Since Read’s initial essay, I, Pencil has been discussed and recast. Milton Friedman famously retold the pencil’s story in one episode of his Free to Choose TV show (which was my first exposure to economics as a teenager). More recently Mark Perry discussed a longer Friedman talk and other reflections on the pencil and the price system. The Competitive Enterprise Institute published a video I particularly like telling the story of the pencil and the price system. The Freakonomics team did a great podcast on the pencil and the price system. All of these resources are valuable for communicating economic ideas to students at all levels of economic understanding.
Then yesterday Robert Higgs ruminated on the process of his purchasing peaches in an essay called I, Peach:
You see, I live at the extreme end of the road, near a remote, isolated village in the farthest southeast corner of the Mexican state of Quintana Roo; and the peach I ate was grown in California.
I acquired this fruit, as I acquire the bulk of the fruits, vegetables, and other fresh comestibles I consume, from Lucio, a man who rises each day at 4:00 a.m. and heads to the market in Bacalar, a town about 100 miles from my home. Lucio loads his pickup with fresh produce and other things, hauls these products for two hours, and offers them to those of us who live along a pot-holed road in this far-away place. The people who sell to him, in turn, acquire their inventory from other sellers, who are part of a perhaps lengthy supply chain whose specifics I do not know. …
In the real world, of course, the complexity of trade defies comprehension, as countless millions of goods and services are produced, exported, and imported seemingly in defiance of any clear pattern. Yet, an underlying pattern is there, and it remains basically the same one described in its essence by Ricardo two hundred years ago.

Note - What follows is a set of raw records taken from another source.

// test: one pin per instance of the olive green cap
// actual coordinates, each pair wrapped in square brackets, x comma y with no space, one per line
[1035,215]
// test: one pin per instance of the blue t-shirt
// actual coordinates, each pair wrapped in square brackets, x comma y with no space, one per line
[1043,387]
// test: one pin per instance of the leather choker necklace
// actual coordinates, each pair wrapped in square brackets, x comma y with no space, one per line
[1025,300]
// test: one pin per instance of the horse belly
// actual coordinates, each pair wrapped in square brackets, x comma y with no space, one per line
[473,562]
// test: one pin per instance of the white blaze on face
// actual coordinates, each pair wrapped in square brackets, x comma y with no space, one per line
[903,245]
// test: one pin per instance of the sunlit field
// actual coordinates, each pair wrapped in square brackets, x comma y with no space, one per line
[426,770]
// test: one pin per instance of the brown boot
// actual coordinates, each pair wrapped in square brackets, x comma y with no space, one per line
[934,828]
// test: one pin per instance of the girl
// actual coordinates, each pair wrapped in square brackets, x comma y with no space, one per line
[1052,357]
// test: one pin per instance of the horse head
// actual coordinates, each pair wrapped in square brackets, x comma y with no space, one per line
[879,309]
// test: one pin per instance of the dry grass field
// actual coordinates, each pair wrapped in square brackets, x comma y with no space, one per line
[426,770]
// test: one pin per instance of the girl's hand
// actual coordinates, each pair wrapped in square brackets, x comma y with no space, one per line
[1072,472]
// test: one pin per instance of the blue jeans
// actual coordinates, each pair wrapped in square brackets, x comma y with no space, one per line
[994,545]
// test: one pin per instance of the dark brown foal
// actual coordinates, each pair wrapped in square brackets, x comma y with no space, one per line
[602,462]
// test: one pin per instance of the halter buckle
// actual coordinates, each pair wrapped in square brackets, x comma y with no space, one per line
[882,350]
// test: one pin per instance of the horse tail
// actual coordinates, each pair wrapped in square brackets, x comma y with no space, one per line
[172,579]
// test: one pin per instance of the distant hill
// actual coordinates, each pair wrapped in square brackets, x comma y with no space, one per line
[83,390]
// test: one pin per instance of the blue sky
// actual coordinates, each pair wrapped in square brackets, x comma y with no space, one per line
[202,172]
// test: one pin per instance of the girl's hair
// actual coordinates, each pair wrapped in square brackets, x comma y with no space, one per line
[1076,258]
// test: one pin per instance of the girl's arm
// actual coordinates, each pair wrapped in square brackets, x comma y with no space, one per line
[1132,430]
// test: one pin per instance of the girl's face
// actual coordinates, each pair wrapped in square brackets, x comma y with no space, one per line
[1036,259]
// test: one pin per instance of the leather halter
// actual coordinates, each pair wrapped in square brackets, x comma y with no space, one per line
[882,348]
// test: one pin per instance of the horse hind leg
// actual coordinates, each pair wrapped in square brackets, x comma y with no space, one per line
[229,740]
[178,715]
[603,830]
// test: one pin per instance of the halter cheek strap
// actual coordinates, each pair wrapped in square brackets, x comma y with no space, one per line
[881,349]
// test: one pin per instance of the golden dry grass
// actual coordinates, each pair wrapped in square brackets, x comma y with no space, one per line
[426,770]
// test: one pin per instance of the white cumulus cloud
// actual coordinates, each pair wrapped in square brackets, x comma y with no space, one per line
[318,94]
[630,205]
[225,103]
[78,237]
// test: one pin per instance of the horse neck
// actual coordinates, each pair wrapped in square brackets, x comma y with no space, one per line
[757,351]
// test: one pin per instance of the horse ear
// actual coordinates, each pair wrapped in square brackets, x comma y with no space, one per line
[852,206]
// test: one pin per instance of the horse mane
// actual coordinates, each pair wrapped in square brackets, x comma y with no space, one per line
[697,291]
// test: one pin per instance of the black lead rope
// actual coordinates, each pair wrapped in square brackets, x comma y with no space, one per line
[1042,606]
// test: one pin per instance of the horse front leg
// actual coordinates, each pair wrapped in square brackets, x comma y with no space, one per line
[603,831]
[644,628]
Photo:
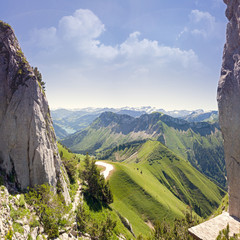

This story resonates, and stands the test of time, because it illustrates one of the most enduring and fundamental principles of economics. Market processes and the price system enable people pursuing their own life projects to coordinate their actions and plans in ways that allocate the resources that enable people to fulfill those projects. That’s how we flourish. That’s part of how we lead fulfilling lives. That’s a big part of how we live together in peace.